[WBS] 上海ディズニー開業から2年!「客のマナー」はどうなった?

ワールドビジネスサテライト(WBS)

2016年6月に華々しくオープンしたのが上海ディズニーランドです。

アジアでは日本、香港に続くディズニーランドとして話題になりました。

開園から1年の入場者数は1,100万人。

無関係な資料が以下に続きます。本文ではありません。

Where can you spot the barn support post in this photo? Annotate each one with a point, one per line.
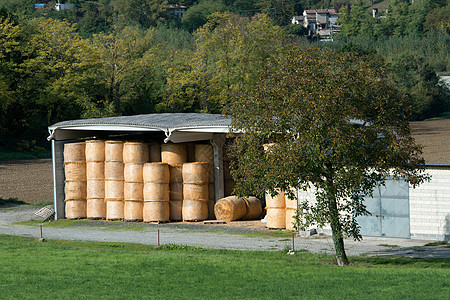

東京ディズニリゾートの年間入場者数は3,010万人ですから少し差が開いています。

入場者数
上海 1,100万人 (2016年6月~2017年6月)
東京 3,010万人 (2017年度)

そんな中、上海ディズニーランドは4月26日、新たなエリアをオープンさせました。

2年を待たずに新しい戦略に打って出た背景には中国でいま激化するテーマパーク同士の競争がありました。

上海ディズニーランド

4月26日、上海ディズニーランドにオープンしたのは人気映画をテーマにした「トイ・ストーリーランド」。

パーク内では7番目となる新エリアです。

目玉は世界でここにしか無いアトラクション。ポニーが引っ張るカートの乗り込む「ウッディのラウンドアップ」です。

招待されたお客様は、

すごく良かった。子どもの頃に戻った気分です。

この子、気に入ったみたい。もう1回乗るつもり。

他にも映画に登場するラジコンカー「RCレーサー」や人気の犬のキャラクターがモチーフのアトラクション「スリンキー・ドッグ・スピン」も。

3つの乗り物とショップなどがオープンしました。

ウォルト・ディズニーのボブ・アイガーCEOは、

このエリアを誇りに思う。素晴らしい体験をゲストに届けられる。

マナーの悪さ

2016年に開業した上海ディズニーですが、当初はタバコのポイ捨てやお客様が持ち込んだ食事のゴミなどマナーの悪さが目立っていました。

今はどうなっているのか?

ご覧のように相変わらずといった場面も・・・

一方、2017年11月から食事の持ち込みを全面禁止にするなど対策にも乗り出しています。

さらに当初から指摘されていたのが入場料の高さ。

客足が伸び悩んだため半年後には期間限定で繰り返し入場できるパスを発売。

それもあってか開業1年の入場者数は約1,100万人と目標を1割以上上回りました。

新たな起爆剤として今後も新エリアを拡大していく考えです。

ボブ・アイガーCEOは、

これからも想像を続け非日常を体験できるようなものをつくる。これはディズニーだけができること。

上海海昌海洋公園

開業から間もなく2年、エリアも拡張し、さらなる集客を狙う上海ディズニー。

しかし今、上海ディズニーの前には次々とライバルが・・・

上海支局の谷口康則輔記者、

上海ディズニーから車で40分ほどのところに来ました。ここでは新しいテーマパークの建設が進んでいます。

8月にオープンするのは海をテーマとしたアミューズメント施設。

広大な敷地にアトラクションや海の生き物を展示し、イルカショーなどを目玉に集客を狙います。

ユニバーサルスタジオ

さらに首都の北京ではディズニーのライバル、ユニバーサルスタジオが建設中。

東京ドーム25個分以上と世界最大の広さを誇り、2020年に開業予定です。

他にもレゴランドやハローキティなど様々な施設が開業予定。

2020年までの3年間で64ヶ所に上ります。

Dalian Laohutan Ocean Park

中でも上海ディズニーの最も近くに出来る中国ブランドの海のテーマパーク。

どんな施設なんか、同じブランドのテーマパークを取材しました。

ディズニーっぽいキャラクターがいますね。

あのディズニーの人気キャラクターのような謎の人魚。

海のテーマパークなのになぜかネズミも・・・

お店では堂々とクレクマノミの人形が売れらています。

それでも園内はこの日、平日にもかかわらず大混雑。

海の生き物というディズニーにはない魅力でたくさんのファンを獲得していました。

「ここと上海ディズニー、どっちが好き?」

ここ!

ディズニーは待ち時間が長く少ししか乗り物に乗れなかった。

さらに大連老虎灘海洋公園の入場料は約3,700円で上海ディズニーの半分以下。割安感も人気のヒミツのようです。

開業が相次ぎ乱立気味のテーマパーク。

競争が激しくなる中でも上海ディズニーはあえて6月に入場料を約3割値上げします。

強気の姿勢の背景に専門家は伸び続ける娯楽市場があると指摘します。

岡三証券上海駐在員事務所の酒井昭治首席代表は、

娯楽への消費が所得上昇に伴い上がっている。強いコンテンツを中国市場で生かす動きが今後期待される。